Sunday, December 15, 2013

The next patent cliff

Much attention has focused on the "patent cliff" faced by pharmaceutical companies. As their proprietary drugs lose patent protect, the drug companies face competition from low-cost generic drugs.  With an exceptionally high cost and long lead time for new drug development, the pharmaceutical companies face significant strategic problems.

There is another patent cliff approaching that has not yet received much attention--the end of patent protection for many minimally invasive surgery devices.  Whether the basic stapling devices or more complicated instruments, the 20-year protection period on much laparoscopic equipment is coming to an end.

This change will be a major disruption in this industry.  Many of the equipment suppliers have been resting on their laurels for years, relying on relationships with surgeons to force sales of their equipment to hospitals.  Multi-product line companies also have buried the high cost of their instruments into an overall contract pricing regime with other hospital supplies. What most equipment suppliers have not done is to engage internal process improvement, taking waste and inefficiency out of their cost structure. Indeed, some have become separated from the potential for such improvement by relying on outsourced production. 

When new entrants to the market arrive, selling the same quality goods for a much lower price, the established equipment suppliers will face a challenge.
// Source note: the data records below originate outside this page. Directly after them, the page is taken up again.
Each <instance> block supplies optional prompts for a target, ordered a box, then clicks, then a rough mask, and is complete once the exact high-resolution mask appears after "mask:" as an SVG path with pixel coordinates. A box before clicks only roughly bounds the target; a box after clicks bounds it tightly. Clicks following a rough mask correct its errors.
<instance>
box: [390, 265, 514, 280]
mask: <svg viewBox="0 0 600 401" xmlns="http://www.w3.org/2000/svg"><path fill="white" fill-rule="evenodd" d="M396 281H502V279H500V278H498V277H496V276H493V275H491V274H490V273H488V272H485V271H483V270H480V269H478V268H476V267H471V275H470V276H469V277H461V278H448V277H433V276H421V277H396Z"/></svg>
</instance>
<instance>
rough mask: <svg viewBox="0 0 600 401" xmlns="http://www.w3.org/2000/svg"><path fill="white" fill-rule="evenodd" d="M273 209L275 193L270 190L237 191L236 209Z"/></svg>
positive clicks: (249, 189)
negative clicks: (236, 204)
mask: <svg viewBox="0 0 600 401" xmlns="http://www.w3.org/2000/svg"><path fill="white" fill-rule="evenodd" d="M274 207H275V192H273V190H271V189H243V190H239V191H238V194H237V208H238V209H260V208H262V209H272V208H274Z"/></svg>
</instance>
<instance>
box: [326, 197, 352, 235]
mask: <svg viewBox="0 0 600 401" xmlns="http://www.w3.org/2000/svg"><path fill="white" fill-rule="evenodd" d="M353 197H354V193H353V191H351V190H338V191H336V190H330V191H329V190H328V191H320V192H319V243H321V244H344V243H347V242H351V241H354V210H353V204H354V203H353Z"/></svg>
Their ability to use contract pricing to hide the costs of this equipment will disappear.

From what I hear, the one company that seems ready for this change is Applied Medical.  Here's a quote from its website:

One of the main facets of our business model is vertical integration. Instead of outsourcing or offshoring our operations, we continuously focus on expanding our areas of expertise and manufacturing capabilities. As a vertically-integrated organization, we develop and manufacture our products in-house and provide exceptional customer service, support and education. Our high level of vertical integration allows us to quickly and efficiently make product enhancements and develop new technologies—reducing the amount of time required for innovative ideas to positively impact patient care. Vertical integration also allows us to control costs, closely manage supply lines and ensure the highest product quality, availability and compliance. 

I'm told that Applied Medical has currently been able to retain much of the extra margin it garners from efficiency improvements, as opposed to lowering prices to customers.  But is is ready for the day that prices drop in the industry. Its lower production cost will allow it to track down the price curve and still make a profit.  It may be one of very few companies that are able to do that and still maintain an active R&D program, allowing it to be a leader in the industry for some time to come.*

Something to watch as this new aspect of the medical arms race unfolds.
*Note: I have no financial interest in this company and am not providing investment advice.